Having defined the required distributions through Eqs. (1)-(3), the distribution of the complete observation is given as

$$\begin{aligned} \!\!\!\!\!\!p(\mathbb {X}\!,\!\mathbb {Z},\!\mathbb {T},\!\!\mathrm {\mathbb {W}},\!\mathbb {V},\!\varvec{\pi }^{\mathrm {\mathbf {t}}}\!,\varvec{\pi }^{\mathrm {\mathbf {z}}}\!,\beta \!)= & {} p(\mathbb {X}|\mathbb {Z},\!\mathbb {T},\!\mathrm {\mathbb {W}},\!\mathbb {V}\!,\!\beta )p(\mathbb {Z}|\varvec{\pi }^{\mathrm {\mathbf {z}}}\!)p(\mathbb {T}|\varvec{\pi }^{\mathrm {\mathbf {t}}}\!)p(\!\varvec{\pi }^{\mathrm {\mathbf {z}}}\!)p(\!\varvec{\pi }^{\mathrm {\mathbf {t}}}\!)p(\!\mathrm {\mathbb {W}}\!)p(\!\mathbb {V}\!)p(\!\beta ) \end{aligned}$$
(5)

Figure 1 is a graphical representation for the generative model considered in this paper. Given observations (colored dark gray) as D dimensional points, our problem is to estimate the posterior distributions of all the latent random variables (hollow circles) and hyper-parameters, which include the discrete cluster and the continuous variables (e.g. means and modes of variations).

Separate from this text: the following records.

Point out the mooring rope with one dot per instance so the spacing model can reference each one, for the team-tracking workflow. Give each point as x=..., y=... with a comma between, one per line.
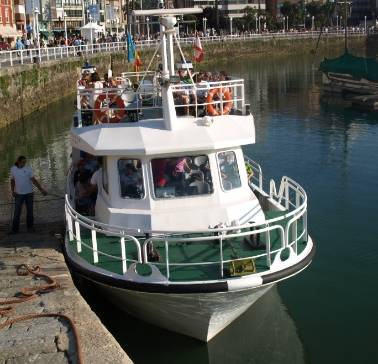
x=30, y=293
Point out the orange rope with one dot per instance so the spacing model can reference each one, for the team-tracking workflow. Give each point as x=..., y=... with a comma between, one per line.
x=29, y=293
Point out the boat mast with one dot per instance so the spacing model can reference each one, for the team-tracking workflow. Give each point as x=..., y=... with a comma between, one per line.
x=346, y=27
x=167, y=28
x=346, y=3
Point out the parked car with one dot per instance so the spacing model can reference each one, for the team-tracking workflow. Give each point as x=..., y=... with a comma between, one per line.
x=4, y=46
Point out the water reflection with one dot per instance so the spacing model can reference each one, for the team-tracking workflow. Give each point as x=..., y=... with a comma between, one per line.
x=263, y=334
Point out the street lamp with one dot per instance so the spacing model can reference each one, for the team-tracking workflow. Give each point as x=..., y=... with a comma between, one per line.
x=148, y=27
x=36, y=13
x=260, y=17
x=65, y=28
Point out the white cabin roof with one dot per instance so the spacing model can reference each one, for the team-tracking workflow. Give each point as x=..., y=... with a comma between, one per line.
x=149, y=137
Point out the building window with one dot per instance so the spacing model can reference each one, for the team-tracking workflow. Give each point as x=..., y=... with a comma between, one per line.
x=131, y=178
x=228, y=169
x=181, y=176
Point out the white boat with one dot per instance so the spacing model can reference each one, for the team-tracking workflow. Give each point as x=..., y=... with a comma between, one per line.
x=184, y=234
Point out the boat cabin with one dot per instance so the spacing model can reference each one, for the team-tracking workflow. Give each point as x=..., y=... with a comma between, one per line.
x=157, y=181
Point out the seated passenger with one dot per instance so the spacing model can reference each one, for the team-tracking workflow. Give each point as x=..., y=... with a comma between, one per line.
x=84, y=194
x=178, y=175
x=229, y=172
x=131, y=182
x=158, y=171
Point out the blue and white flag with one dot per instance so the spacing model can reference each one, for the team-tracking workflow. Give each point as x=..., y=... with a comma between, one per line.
x=130, y=48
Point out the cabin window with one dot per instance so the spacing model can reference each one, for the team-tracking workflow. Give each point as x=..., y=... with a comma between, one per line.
x=104, y=174
x=181, y=176
x=131, y=178
x=229, y=171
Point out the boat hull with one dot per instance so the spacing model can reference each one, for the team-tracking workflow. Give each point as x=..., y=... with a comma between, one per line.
x=199, y=310
x=198, y=315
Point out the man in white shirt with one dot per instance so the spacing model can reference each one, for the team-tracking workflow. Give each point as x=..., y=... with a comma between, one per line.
x=22, y=180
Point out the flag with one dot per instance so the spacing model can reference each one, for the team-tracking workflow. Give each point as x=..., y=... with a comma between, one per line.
x=198, y=51
x=138, y=62
x=130, y=48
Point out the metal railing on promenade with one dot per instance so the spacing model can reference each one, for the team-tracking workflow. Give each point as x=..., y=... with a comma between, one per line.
x=45, y=54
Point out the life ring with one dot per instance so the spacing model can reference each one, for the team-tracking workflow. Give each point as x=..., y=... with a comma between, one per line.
x=109, y=115
x=226, y=95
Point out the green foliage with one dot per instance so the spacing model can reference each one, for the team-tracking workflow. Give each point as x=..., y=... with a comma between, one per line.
x=4, y=85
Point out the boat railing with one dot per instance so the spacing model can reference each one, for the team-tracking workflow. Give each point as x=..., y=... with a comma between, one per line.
x=209, y=98
x=115, y=104
x=290, y=225
x=128, y=101
x=78, y=224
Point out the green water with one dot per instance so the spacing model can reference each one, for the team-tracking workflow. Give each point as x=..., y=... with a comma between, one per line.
x=326, y=314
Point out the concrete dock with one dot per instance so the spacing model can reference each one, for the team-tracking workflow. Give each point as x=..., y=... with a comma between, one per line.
x=48, y=339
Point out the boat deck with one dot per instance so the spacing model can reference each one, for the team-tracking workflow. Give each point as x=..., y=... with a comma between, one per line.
x=189, y=261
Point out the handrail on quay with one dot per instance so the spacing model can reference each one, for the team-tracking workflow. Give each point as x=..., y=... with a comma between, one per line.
x=45, y=54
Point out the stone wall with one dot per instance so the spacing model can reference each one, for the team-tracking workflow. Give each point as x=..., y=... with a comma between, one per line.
x=28, y=88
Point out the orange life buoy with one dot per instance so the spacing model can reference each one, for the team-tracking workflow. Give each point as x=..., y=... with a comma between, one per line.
x=109, y=115
x=226, y=95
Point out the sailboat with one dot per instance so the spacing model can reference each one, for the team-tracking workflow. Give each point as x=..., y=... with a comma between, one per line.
x=349, y=74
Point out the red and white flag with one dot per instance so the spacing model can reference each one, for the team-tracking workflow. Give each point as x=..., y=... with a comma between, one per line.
x=198, y=51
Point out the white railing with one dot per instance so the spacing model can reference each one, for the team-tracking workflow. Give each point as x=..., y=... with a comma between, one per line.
x=124, y=103
x=290, y=196
x=211, y=98
x=38, y=55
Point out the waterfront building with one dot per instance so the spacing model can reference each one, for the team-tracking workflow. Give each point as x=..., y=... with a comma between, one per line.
x=231, y=8
x=8, y=31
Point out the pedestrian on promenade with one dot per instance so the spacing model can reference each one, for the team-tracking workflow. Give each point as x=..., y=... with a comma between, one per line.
x=22, y=180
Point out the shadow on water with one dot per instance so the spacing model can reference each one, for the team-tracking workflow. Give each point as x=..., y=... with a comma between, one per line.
x=34, y=135
x=264, y=334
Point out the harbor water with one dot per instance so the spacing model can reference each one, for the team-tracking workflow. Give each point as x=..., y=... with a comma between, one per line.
x=327, y=313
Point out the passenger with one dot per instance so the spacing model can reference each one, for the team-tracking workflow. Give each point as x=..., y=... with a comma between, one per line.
x=109, y=82
x=90, y=162
x=158, y=170
x=84, y=194
x=178, y=175
x=131, y=183
x=229, y=172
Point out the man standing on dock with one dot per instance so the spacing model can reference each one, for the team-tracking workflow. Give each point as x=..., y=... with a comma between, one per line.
x=22, y=180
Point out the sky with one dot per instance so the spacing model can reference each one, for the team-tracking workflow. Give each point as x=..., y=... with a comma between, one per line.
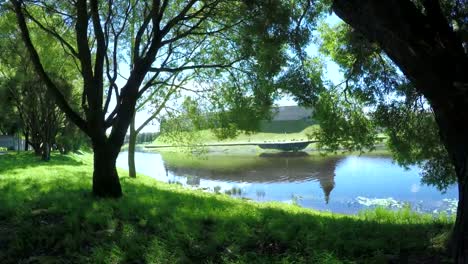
x=331, y=73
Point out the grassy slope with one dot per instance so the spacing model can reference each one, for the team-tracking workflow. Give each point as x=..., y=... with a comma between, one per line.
x=207, y=137
x=47, y=215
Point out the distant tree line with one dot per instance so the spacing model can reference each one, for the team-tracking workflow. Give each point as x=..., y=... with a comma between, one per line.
x=144, y=137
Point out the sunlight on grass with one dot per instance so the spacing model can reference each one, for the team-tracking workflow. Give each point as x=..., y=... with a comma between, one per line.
x=49, y=214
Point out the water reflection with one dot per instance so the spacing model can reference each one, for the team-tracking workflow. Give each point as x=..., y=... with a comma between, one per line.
x=344, y=184
x=263, y=169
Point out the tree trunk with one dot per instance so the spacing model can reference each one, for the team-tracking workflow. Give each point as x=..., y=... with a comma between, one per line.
x=453, y=128
x=431, y=55
x=37, y=149
x=26, y=141
x=105, y=178
x=45, y=154
x=131, y=150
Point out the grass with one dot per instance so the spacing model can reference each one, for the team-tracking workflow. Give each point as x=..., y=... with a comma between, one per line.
x=208, y=137
x=47, y=215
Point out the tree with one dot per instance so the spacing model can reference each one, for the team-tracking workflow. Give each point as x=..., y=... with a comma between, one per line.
x=40, y=119
x=166, y=32
x=427, y=41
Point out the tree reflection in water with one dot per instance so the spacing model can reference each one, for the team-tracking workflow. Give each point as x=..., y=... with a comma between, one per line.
x=266, y=168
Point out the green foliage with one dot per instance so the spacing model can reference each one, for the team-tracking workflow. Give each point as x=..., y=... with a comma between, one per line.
x=343, y=124
x=375, y=97
x=48, y=208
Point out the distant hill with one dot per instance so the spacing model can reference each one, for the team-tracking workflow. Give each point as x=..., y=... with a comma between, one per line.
x=288, y=119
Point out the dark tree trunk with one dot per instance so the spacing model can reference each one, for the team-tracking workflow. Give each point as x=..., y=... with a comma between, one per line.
x=45, y=152
x=26, y=141
x=131, y=150
x=431, y=55
x=105, y=177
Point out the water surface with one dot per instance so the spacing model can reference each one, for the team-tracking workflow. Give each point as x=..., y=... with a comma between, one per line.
x=344, y=184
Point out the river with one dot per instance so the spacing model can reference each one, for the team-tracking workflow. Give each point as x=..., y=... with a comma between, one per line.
x=343, y=184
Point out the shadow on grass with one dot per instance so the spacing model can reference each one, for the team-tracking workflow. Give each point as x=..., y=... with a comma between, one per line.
x=47, y=215
x=12, y=160
x=60, y=222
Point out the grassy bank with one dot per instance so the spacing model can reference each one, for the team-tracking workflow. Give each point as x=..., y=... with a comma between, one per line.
x=47, y=215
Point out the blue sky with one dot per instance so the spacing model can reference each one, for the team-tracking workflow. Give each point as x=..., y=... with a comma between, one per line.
x=331, y=73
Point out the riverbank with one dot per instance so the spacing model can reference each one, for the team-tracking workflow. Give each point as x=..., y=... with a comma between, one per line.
x=205, y=141
x=49, y=216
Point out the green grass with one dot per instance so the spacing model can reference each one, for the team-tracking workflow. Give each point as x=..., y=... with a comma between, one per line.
x=47, y=215
x=207, y=137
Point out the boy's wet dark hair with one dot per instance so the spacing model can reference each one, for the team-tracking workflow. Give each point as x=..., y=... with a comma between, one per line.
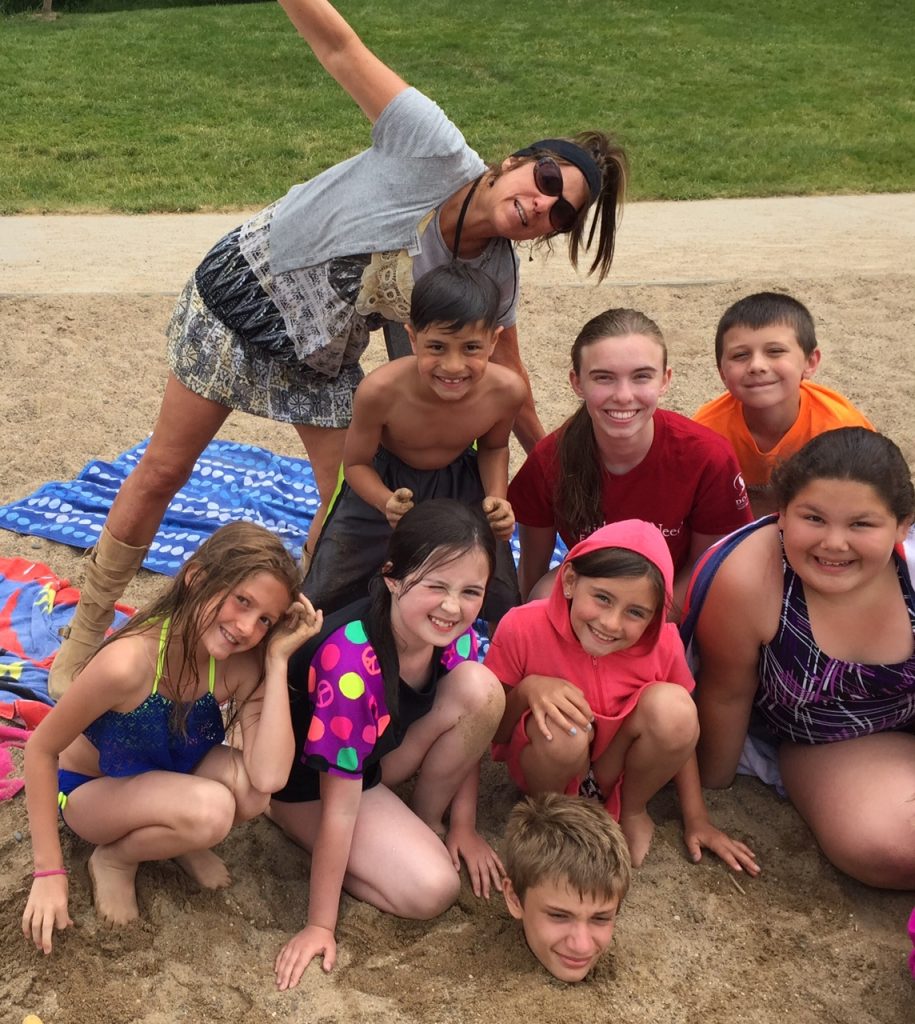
x=566, y=840
x=764, y=309
x=452, y=296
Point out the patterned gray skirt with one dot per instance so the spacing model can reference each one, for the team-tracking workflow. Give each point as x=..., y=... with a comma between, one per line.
x=228, y=342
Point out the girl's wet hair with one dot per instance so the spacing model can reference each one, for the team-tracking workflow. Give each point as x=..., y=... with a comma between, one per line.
x=452, y=296
x=431, y=535
x=234, y=553
x=611, y=160
x=577, y=496
x=850, y=454
x=622, y=563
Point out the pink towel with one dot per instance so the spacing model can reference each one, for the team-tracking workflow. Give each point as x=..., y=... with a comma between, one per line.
x=10, y=735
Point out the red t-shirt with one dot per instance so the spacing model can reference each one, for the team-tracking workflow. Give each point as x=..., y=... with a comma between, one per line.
x=689, y=482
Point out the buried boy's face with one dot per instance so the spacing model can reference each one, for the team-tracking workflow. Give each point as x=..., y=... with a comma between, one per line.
x=451, y=361
x=567, y=932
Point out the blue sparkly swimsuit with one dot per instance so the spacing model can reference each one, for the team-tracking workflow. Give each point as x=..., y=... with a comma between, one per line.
x=140, y=740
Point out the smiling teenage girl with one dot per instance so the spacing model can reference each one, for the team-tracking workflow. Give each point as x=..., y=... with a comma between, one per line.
x=391, y=688
x=133, y=754
x=805, y=638
x=274, y=320
x=620, y=457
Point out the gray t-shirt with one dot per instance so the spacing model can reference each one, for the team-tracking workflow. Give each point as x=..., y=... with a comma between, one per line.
x=375, y=201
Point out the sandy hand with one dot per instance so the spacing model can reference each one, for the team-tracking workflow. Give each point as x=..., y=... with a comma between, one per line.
x=300, y=623
x=500, y=516
x=398, y=505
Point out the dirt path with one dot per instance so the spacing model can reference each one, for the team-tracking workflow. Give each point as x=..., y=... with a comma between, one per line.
x=659, y=243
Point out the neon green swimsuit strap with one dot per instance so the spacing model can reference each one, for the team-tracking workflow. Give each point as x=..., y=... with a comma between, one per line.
x=160, y=659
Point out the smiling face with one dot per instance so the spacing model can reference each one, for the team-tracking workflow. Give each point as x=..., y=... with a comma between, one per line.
x=839, y=535
x=763, y=369
x=519, y=210
x=436, y=605
x=621, y=381
x=451, y=361
x=608, y=614
x=567, y=932
x=242, y=617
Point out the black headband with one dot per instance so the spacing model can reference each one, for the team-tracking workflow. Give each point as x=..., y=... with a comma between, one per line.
x=573, y=155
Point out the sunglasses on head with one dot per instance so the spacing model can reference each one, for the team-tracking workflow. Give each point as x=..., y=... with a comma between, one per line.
x=548, y=178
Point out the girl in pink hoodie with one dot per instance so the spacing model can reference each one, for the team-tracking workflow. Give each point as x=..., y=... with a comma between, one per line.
x=598, y=690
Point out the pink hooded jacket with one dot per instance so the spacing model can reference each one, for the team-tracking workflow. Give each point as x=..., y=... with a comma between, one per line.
x=537, y=639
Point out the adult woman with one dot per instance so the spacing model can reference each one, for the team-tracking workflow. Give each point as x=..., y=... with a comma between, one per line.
x=277, y=314
x=805, y=638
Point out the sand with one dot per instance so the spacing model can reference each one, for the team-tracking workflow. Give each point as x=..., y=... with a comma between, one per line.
x=81, y=316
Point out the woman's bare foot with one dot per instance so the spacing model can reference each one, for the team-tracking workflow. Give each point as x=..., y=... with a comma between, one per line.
x=206, y=868
x=638, y=829
x=114, y=886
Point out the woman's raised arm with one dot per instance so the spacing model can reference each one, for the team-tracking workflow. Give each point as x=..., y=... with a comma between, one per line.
x=371, y=82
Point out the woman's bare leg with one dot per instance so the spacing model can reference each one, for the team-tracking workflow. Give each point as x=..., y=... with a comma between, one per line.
x=185, y=426
x=324, y=449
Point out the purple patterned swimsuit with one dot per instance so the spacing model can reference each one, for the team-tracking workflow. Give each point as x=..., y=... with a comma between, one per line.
x=340, y=714
x=809, y=697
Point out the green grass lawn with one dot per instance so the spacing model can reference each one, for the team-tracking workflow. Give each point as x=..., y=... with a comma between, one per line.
x=172, y=108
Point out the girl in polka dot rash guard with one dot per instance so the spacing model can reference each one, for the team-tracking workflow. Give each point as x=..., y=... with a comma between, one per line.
x=390, y=689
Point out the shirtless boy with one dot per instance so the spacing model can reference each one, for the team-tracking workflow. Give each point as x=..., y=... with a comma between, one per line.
x=411, y=436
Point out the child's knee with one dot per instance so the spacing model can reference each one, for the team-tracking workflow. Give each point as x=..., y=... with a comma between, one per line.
x=433, y=888
x=209, y=813
x=250, y=805
x=880, y=857
x=480, y=694
x=667, y=713
x=565, y=751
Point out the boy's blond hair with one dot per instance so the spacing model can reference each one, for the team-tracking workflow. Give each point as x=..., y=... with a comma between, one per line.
x=553, y=838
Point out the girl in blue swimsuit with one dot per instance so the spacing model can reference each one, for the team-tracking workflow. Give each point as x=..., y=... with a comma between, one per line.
x=133, y=754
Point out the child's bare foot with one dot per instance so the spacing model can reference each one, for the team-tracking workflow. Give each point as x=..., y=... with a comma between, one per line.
x=206, y=868
x=638, y=829
x=114, y=886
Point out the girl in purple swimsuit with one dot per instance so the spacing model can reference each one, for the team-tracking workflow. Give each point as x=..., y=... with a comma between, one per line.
x=133, y=754
x=389, y=689
x=807, y=638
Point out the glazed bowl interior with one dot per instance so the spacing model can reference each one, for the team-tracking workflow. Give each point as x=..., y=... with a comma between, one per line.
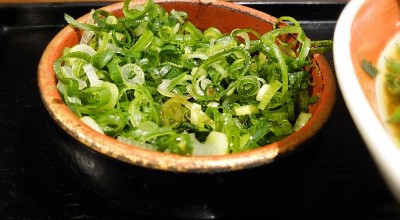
x=226, y=17
x=363, y=30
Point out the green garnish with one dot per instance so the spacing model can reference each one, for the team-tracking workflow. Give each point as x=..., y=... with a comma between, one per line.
x=153, y=79
x=369, y=68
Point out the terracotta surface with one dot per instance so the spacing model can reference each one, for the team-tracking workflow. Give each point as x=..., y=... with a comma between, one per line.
x=375, y=24
x=208, y=14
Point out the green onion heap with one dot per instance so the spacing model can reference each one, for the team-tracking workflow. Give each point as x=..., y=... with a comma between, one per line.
x=153, y=79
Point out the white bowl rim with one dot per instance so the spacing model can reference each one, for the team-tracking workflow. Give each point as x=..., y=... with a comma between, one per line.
x=383, y=150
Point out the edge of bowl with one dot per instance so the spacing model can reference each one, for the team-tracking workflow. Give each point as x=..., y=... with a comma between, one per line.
x=108, y=146
x=383, y=150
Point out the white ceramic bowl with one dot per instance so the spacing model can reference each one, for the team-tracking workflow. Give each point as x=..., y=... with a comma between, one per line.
x=363, y=30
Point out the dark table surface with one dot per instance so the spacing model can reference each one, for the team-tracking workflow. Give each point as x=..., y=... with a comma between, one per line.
x=342, y=183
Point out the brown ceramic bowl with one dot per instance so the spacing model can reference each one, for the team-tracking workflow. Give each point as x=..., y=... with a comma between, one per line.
x=363, y=30
x=171, y=185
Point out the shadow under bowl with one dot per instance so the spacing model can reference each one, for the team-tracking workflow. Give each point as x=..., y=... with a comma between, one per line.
x=167, y=185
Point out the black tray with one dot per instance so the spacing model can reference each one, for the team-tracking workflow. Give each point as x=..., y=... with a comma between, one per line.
x=343, y=181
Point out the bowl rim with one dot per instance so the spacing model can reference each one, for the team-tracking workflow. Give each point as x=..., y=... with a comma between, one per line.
x=108, y=146
x=383, y=149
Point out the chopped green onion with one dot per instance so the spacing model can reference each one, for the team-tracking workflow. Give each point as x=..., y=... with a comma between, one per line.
x=151, y=78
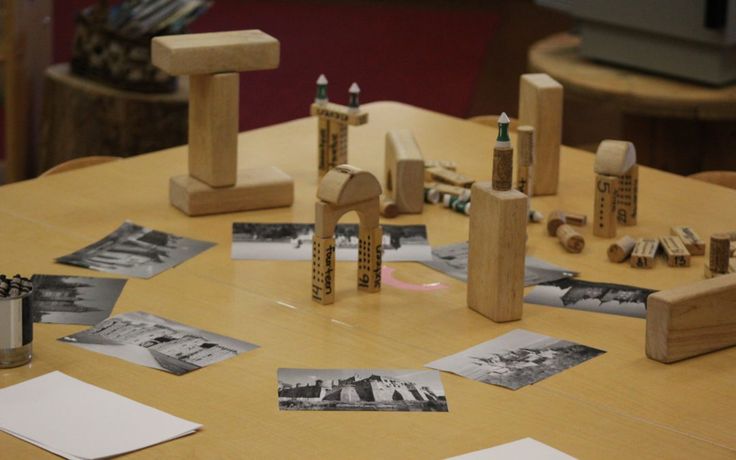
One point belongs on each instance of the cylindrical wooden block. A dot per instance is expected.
(555, 219)
(525, 159)
(503, 165)
(720, 245)
(621, 249)
(388, 208)
(604, 224)
(570, 239)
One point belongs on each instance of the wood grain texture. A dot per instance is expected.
(213, 128)
(612, 407)
(691, 320)
(496, 252)
(215, 52)
(540, 106)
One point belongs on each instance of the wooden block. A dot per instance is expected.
(694, 244)
(339, 113)
(627, 197)
(614, 158)
(323, 270)
(370, 250)
(208, 53)
(404, 172)
(691, 320)
(576, 219)
(570, 239)
(720, 246)
(540, 105)
(257, 188)
(644, 253)
(496, 252)
(675, 251)
(450, 177)
(554, 220)
(604, 217)
(525, 160)
(621, 249)
(388, 208)
(213, 128)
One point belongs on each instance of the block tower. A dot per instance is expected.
(213, 60)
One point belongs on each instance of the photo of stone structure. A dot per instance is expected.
(74, 299)
(158, 342)
(288, 241)
(361, 390)
(608, 298)
(136, 251)
(516, 359)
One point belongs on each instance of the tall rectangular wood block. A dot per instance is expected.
(323, 269)
(691, 320)
(370, 251)
(213, 128)
(627, 197)
(404, 172)
(604, 214)
(540, 105)
(496, 252)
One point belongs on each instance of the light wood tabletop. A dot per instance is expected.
(618, 405)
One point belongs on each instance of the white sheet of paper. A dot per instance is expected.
(522, 449)
(74, 419)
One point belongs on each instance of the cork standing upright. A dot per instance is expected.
(497, 238)
(540, 105)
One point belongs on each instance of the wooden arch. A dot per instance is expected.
(343, 189)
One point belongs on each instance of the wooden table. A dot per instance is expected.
(676, 125)
(619, 405)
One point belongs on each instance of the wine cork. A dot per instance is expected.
(720, 245)
(388, 208)
(555, 219)
(503, 165)
(621, 249)
(570, 238)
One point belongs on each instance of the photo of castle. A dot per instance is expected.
(516, 359)
(361, 390)
(157, 342)
(136, 251)
(73, 299)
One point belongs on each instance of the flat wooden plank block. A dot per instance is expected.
(691, 320)
(404, 171)
(496, 252)
(257, 188)
(540, 105)
(235, 51)
(213, 128)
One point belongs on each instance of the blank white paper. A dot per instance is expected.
(74, 419)
(521, 449)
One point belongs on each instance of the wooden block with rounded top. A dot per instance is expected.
(540, 105)
(215, 52)
(257, 188)
(691, 320)
(404, 172)
(496, 252)
(614, 158)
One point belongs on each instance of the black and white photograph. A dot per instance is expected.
(391, 390)
(156, 342)
(136, 251)
(74, 299)
(452, 260)
(613, 299)
(516, 359)
(288, 241)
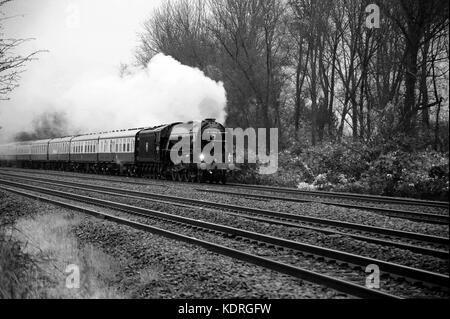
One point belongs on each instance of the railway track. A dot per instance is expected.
(300, 273)
(352, 196)
(394, 270)
(285, 219)
(411, 215)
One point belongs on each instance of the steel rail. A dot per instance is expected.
(353, 196)
(422, 217)
(397, 270)
(282, 218)
(300, 273)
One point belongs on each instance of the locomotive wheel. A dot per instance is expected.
(193, 176)
(224, 178)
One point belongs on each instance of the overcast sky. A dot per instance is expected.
(87, 40)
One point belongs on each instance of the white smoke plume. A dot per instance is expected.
(165, 91)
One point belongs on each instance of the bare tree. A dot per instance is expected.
(11, 63)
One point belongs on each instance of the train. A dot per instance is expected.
(140, 152)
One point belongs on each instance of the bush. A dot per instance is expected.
(395, 167)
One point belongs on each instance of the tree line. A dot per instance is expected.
(313, 68)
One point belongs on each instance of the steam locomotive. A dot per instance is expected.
(142, 152)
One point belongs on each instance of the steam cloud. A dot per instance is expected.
(165, 91)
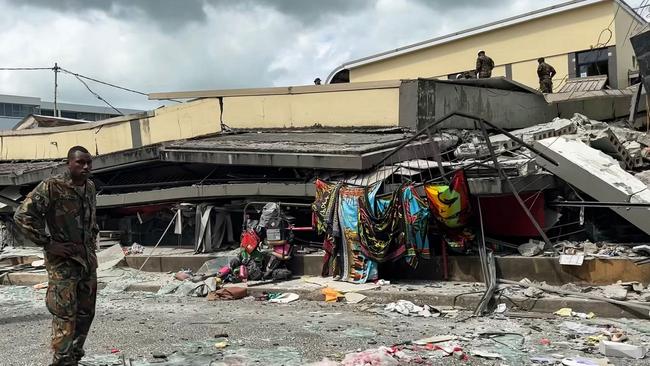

2.2 Approximated Inference

If we denote the set of latent variables as \(\mathbf{{\theta }}=\{\mathbb {Z},\mathbb {T},\mathrm {\mathbb {W}},\mathbb {V},\varvec{\pi }^{\mathrm {\mathbf {t}}},\varvec{\pi }^{\mathrm {\mathbf {z}}},\beta \}\), direct inference of \(p(\varvec{\theta }|\mathbb {X})\) (as our objective) is analytically intractable thus an approximated distribution, \(q(\varvec{\theta })\), is sought. Owing to the dimensionality of the data, we prefer Variational Bayes (VB) over sampling based methods. The VB principle for obtaining \(q(\varvec{\theta })\) is explained briefly. The model evidence, i.e. \(p(\mathbb {X})\) Footnote 1, can be decomposed as \(p(\mathbb {X})=\mathcal {L}+\text {KL}( p(\varvec{\theta }|\mathbb {X})||q(\varvec{\theta }))\), where \(0\le \text {KL}(\cdot ||\cdot )\) denotes the Kullback-Leilber divergence, and

$$\begin{aligned} \mathcal {L}=\int q(\varvec{\theta })\ln {\frac{p(\mathbb {X},\varvec{\theta })}{q(\varvec{\theta })}}d\varvec{\theta } \le p(\mathbb {X}) \end{aligned}$$
(6)

is a lower bound on \(p(\mathbb {X})\). To obtain \(q(\varvec{\theta })\), the \(\text {KL}\) divergence between the true and the approximated posterior should be minimized. However, this is not feasible because the true posterior is not accessible to us. Thus, \(q(\varvec{\theta })\) can be computed by maximizing \(\mathcal {L}\). We approximate the true posterior as a factorized form, i.e., \(q(\varvec{\theta })=\prod _i q(\theta _i)\), where \(\theta _i\) refers to any of our latent variables. This factorization leads to the following tractable result: let \(\varepsilon \) be the variable of interest in \(\varvec{\theta }\), and \(\xi =\varvec{\theta }-\varepsilon \), then the variational posterior of \(\varepsilon \) is given by \(\ln {q(\varepsilon )}=\langle \ln {p(\mathbb {X},\varvec{\theta })}\rangle _\xi +\text {const}\), where \(p(\mathbb {X},\varvec{\theta })\) is given in Eq. (5), \(\langle \cdot \rangle _\xi \) denotes the expectation w.r.t. to the product of \(q(\cdot )\) of all variable in \(\xi \).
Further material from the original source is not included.